Q4. How do you view the global transition towards a net-zero economy, and in what ways does your company align with or contribute to this objective?
We view the net-zero transition as both urgent and opportunity. It’s no longer just about deploying renewables. it is about making those assets resilient, efficient, and sustainable.
Photom contributes in three key ways:
- We improve energy yield through autonomous cleaning, reducing wastage.
- We save drinkable water by replacing manual, water-based cleaning.
- We’re building recyclable and modular systems, and working on panel recycling to
address the end-of-life problem before it becomes a crisis.
Our roadmap is designed to support asset owners, IPPs, and governments in hitting their performance and ESG goals simultaneously.
Q5. What are the most significant challenges your company is currently facing in the renewable energy sector, and what strategies are you implementing to overcome them?
Like many climate-tech companies, one of our biggest challenges is balancing rapid product development with affordability at scale. The market needs cutting-edge solutions at a price that works for emerging economies. We’ve addressed this by shifting to a service-based business model offering Robotic Cleaning-as-a-Service (RCaaS) and SaaS licensing for APM platform. This reduces entry barriers for customers and gives us predictable recurring revenue. On the technical side, we’re constantly improving durability and reliability through real-world testing and feedback from field teams. We’ve also begun building local manufacturing partnerships to control quality and costs as we scale.
Q6. How do you envision the company evolving over the next few years, and are there any innovative projects or product launches on the horizon that your clients should be aware of?

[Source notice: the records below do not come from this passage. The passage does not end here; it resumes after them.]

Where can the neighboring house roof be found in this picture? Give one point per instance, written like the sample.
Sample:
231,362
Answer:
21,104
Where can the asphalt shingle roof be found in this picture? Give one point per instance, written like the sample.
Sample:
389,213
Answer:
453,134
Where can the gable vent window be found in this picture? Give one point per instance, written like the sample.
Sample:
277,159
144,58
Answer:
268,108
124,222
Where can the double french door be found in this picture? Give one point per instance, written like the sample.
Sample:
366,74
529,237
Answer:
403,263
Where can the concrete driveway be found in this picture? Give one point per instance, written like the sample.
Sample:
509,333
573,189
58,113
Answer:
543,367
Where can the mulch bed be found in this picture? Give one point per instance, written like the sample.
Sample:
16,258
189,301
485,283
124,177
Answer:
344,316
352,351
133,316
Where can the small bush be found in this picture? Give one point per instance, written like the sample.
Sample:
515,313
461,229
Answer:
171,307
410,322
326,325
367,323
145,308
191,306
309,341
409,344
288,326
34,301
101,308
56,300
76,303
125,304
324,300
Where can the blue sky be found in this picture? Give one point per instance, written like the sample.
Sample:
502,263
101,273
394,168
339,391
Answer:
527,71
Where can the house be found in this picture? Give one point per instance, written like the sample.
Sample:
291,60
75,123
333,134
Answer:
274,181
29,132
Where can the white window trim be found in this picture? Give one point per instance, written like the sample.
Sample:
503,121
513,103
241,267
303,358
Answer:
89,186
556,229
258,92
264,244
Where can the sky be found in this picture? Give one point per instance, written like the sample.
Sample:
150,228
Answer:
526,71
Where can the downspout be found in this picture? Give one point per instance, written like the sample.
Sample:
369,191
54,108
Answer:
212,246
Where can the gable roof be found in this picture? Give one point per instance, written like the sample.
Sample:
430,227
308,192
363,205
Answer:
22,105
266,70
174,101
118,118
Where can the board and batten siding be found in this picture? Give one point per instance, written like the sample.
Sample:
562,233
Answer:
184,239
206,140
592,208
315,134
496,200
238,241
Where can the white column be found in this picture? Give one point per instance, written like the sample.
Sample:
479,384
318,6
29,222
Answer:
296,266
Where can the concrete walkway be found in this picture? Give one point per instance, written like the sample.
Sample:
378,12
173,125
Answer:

We see Photom evolving into a performance management platform for renewable energy systems a layer that not only monitors but acts, predicts, and sustains energy assets.
On the innovation front, we’re launching our AI-driven Energy Management System (EMS) that intelligently integrates rooftop solar, BESS, and grid usage for small and mid-scale customers. We’re also in R&D for a solar panel recycling system that uses robotics to safely dismantle and recover materials. We believe the next few years are about closing the loop by ensuring clean energy is not just deployed, but optimized and sustained throughout its lifecycle.
Q7. What are the company’s strategic goals for the renewable energy sector, both in the short-term and long-term, and how do you plan to achieve them?
In the short term, our focus is on scaling our RCaaS and AMS platform across 2–3 GW of solar assets in India and Southeast Asia, and launching commercial pilots in Japan and the Middle East. We’re also strengthening partnerships with EPCs and IPPs who are looking for more reliable, cost-effective O&M solutions.
In the long term, we aim to become a global leader in autonomous O&M and circular energy infrastructure. Our goal is to help reduce 1 million tons of CO₂ annually by 2030, onboard 12.5 GW of solar plants, and achieve $30M in recurring revenue by offering an integrated stack across cleaning, predictive O&M, battery management, and recycling.
To get there, we’re investing in R&D, expanding our team, and building collaborations across continents with a strong focus on execution, not just vision.